Demands on water, our most valuable natural resource, continue to increase across the country. In areas as widely spread as the White River basin, as well as portions of south Texas, Nebraska, and Georgia, the key element to dealing successfully with emerging water supply issues will be agreement by all parties to strive for the long-term sustainability of water resources. Ultimately, all interests must acknowledge that water is a limited resource that must meet all of society's expectations and desires, from agricultural food production to waterfowl habitat and duck hunting opportunities. Compatible long-term goals will have to be agreed upon by leaders among dissimilar interest groups. To achieve that critical step, all parties will need to engage in the process early, well before unrealistic beliefs about what limited water supplies can support become expectations. Waterfowl enthusiasts and other people who care about wetlands and wildlife need to engage in these discussions from the beginning to speak on behalf of waterfowl and the habitats that they require.

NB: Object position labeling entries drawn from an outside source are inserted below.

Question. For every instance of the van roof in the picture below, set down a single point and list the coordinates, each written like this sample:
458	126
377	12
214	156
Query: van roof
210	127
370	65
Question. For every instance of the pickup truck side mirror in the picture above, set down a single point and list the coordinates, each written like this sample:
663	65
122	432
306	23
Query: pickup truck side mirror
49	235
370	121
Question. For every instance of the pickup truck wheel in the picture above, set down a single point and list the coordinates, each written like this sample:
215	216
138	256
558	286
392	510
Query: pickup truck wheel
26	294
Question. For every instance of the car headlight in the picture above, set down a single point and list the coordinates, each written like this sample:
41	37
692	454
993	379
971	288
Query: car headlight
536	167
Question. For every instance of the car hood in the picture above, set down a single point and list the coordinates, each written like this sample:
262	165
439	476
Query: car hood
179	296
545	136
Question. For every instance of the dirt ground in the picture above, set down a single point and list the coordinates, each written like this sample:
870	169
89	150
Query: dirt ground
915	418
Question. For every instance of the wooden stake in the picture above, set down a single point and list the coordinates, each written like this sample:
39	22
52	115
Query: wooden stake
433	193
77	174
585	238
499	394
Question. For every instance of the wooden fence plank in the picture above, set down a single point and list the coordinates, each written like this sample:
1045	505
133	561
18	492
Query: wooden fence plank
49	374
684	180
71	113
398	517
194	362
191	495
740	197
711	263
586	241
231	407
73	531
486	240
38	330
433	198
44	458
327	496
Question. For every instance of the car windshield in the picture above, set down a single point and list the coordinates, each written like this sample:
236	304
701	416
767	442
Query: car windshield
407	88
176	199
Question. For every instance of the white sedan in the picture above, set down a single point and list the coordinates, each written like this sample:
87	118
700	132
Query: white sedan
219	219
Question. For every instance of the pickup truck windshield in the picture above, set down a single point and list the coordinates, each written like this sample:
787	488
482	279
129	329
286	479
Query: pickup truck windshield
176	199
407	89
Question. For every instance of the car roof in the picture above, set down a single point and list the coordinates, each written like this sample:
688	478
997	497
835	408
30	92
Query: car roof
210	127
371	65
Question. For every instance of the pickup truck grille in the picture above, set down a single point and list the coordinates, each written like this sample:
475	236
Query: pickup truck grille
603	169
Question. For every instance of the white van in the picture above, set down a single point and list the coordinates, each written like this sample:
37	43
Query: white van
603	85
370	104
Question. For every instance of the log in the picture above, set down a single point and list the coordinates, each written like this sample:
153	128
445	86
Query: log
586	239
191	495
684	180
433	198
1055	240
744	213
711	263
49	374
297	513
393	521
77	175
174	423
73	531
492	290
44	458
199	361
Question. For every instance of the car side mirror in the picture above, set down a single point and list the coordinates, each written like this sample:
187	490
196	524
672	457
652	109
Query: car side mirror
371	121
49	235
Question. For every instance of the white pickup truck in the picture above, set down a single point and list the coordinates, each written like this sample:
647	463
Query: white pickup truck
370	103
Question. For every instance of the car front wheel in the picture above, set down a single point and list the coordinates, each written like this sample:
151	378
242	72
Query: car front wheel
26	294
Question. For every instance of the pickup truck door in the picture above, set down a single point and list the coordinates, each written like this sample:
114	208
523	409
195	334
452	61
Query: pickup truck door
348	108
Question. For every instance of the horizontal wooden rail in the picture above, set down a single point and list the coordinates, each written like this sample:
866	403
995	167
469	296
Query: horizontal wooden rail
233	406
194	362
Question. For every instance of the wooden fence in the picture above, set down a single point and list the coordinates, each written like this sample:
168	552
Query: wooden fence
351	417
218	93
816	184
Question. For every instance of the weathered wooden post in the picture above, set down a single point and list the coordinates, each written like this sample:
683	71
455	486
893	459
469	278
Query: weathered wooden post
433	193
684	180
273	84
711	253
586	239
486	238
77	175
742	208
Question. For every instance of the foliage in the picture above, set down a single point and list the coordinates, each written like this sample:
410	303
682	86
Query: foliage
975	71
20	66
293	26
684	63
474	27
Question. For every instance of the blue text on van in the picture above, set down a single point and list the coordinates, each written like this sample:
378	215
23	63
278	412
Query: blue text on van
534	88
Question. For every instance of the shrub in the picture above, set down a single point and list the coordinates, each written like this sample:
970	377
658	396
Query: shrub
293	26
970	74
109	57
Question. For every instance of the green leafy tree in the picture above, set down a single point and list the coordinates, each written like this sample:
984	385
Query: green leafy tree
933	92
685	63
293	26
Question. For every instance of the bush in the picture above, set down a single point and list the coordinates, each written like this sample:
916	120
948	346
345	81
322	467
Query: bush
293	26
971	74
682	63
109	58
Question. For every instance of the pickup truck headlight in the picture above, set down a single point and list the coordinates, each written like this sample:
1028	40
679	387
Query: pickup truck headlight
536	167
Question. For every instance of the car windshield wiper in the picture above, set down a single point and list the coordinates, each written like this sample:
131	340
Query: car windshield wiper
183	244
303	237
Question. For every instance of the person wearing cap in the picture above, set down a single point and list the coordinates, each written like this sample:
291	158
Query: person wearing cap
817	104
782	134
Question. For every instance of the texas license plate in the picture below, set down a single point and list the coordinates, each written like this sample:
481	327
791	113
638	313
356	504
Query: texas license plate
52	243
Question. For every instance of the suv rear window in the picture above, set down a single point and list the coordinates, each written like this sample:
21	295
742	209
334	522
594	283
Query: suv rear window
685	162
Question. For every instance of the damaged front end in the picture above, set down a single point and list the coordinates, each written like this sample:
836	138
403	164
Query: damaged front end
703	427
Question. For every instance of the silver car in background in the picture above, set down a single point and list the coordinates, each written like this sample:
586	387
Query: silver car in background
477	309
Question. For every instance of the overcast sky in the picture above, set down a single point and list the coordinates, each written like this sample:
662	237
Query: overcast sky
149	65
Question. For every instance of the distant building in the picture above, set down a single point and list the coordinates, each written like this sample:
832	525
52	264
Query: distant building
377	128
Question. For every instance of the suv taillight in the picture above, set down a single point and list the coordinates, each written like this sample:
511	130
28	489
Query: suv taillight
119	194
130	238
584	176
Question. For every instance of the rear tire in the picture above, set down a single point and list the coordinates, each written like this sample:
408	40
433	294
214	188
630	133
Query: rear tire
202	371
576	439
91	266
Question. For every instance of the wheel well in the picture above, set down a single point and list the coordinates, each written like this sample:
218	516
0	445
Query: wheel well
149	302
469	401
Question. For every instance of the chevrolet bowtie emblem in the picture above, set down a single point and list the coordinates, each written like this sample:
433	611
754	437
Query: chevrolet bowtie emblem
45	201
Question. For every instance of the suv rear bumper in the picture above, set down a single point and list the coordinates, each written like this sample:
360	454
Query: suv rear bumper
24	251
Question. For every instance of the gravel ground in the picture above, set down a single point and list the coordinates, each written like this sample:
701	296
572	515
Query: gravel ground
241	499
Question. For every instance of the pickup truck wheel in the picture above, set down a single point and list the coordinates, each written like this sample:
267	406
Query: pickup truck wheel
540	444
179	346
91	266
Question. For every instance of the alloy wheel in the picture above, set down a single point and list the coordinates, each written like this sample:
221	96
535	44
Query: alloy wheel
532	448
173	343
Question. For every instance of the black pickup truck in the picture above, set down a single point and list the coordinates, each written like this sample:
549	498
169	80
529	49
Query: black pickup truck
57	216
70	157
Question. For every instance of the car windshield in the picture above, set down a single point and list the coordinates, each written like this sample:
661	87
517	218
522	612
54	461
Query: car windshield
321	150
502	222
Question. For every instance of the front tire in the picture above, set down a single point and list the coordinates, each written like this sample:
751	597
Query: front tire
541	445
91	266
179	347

A mark of an intelligent, healthy society is the ability to learn from the past. Future waterfowlers may look back at our generation and judge our legacy by how well we learned lessons from past experiences with limited natural resources, and how we applied those lessens to conserve and sustainably use water, wetlands, natural grasslands, and other resources. Everyone who cares about waterfowl and waterfowl hunting will have to participate in developing solutions to challenges presented by future water uses in the United States . As competition for water intensifies, waterfowl will lose if we don't all give voice to our interests as the debates continue to grow. The future of wetland and waterfowl conservation, and the hunting opportunities and other enjoyment they provide, depend upon it.